On the environmental front, our full chain of custody for solvents and folate residues gives buyers and regulators a clear view of compliance. We committed to lowering annual solvent consumption by 20% over five years, tracking our progress in both procurement and recovered solvent quality metrics. This supports not only cost efficiency but also broader regional sustainability targets—no small matter for end buyers with escalating corporate social responsibility audits.
Our place in the calcium levofolinate landscape reflects decades of iterative refinement. Market trends push for increasing transparency, traceability, and customization in active pharmaceutical ingredients. Keeping pace means both upgrading plant hardware and engaging directly with client chemists, pharmacists, and procurement staff. Most “impossible” plant improvement requests came from these client partnerships. Issues like short-term dissolution failures, color drift, residual solvent flags, or trace heavy metal alerts catalyzed upgrades to mixing, filtration, and validation—not because compliance forced them, but because client-facing experience demanded better.
Looking ahead, applications for calcium levofolinate may broaden beyond current rescue therapies, into new metabolic support protocols and supportive care settings. This will raise the bar for both regulatory expectations and client performance demands. As a manufacturer, meeting this challenge means investing in analytical science, supply chain redundancy, and ongoing field collaboration. Facts from the shop floor—batch deviation logs, daily staff observations, post-marketing pharmacovigilance—drive both what changes and how quickly we implement feedback in product release controls.
Within our facility, we keep knowledge transfer high on the agenda. Process technicians, analytical scientists, and formulation partners meet monthly to dissect recent deviations, client comments, and small-scale trial data. Problems handled at these meetings led to fixes: tighter packaging specs, new micro-filters in the drying line, re-training on GMP logbook entries, or supplier qualification upgrades. The feedback cycle fuels our process evolution—ensuring calcium levofolinate batches better meet clinical needs, year after year.
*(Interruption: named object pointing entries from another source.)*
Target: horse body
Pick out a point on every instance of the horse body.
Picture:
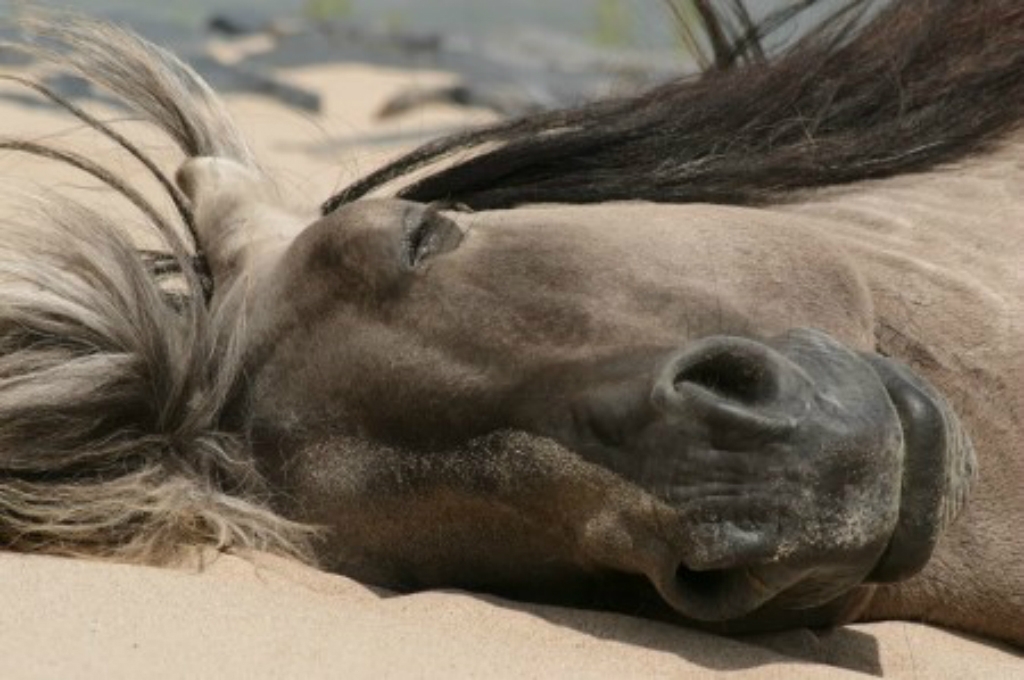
(748, 416)
(941, 254)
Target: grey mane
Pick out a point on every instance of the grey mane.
(111, 390)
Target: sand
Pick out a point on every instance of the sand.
(260, 617)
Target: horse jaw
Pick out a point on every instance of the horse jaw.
(242, 222)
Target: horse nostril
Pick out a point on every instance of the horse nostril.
(731, 376)
(715, 595)
(738, 392)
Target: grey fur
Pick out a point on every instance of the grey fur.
(111, 396)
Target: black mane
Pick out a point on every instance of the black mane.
(923, 83)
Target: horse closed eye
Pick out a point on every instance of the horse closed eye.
(427, 235)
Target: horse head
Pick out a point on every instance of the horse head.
(532, 399)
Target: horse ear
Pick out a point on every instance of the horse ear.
(939, 467)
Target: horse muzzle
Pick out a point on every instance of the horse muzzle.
(796, 470)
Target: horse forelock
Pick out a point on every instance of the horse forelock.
(922, 84)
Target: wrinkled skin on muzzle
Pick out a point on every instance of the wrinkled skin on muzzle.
(531, 400)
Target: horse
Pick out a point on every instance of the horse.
(741, 351)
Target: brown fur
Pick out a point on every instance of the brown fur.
(420, 413)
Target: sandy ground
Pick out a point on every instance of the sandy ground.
(266, 618)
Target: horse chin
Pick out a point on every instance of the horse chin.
(796, 468)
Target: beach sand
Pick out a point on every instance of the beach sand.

Every batch of calcium levofolinate connects our work to real patients. Manufacturing means more than running validated systems and maintaining documentation. It’s about understanding why a nurse accepts or rejects a shipment, why a pharmacist requests a narrower particle size, or why a drug formulator wants a slightly different hydrate ratio. Years of accumulated details—feedback, test results, floor observations—brought our process to where it stands.
Facilities that put out unremarkable folinate products often miss clinical expectations. Patients suffer from less purified material, inconsistent solubility, or unpredictable stability under varying storage and handling. We invest in listening to these end users. Their direct comments, in person or through pharmacovigilance data, guide how we improve both formulation and delivery.
Committing to this way of manufacturing tightens the link between our line staff and the hands administering medicine to patients. Calcium levofolinate is more than just a chemical—it’s a product that bridges complex synthesis science and human health outcomes. The daily work on every batch connects laboratory process with direct clinical impact, closing the gap between industry expectations and the lived reality of care.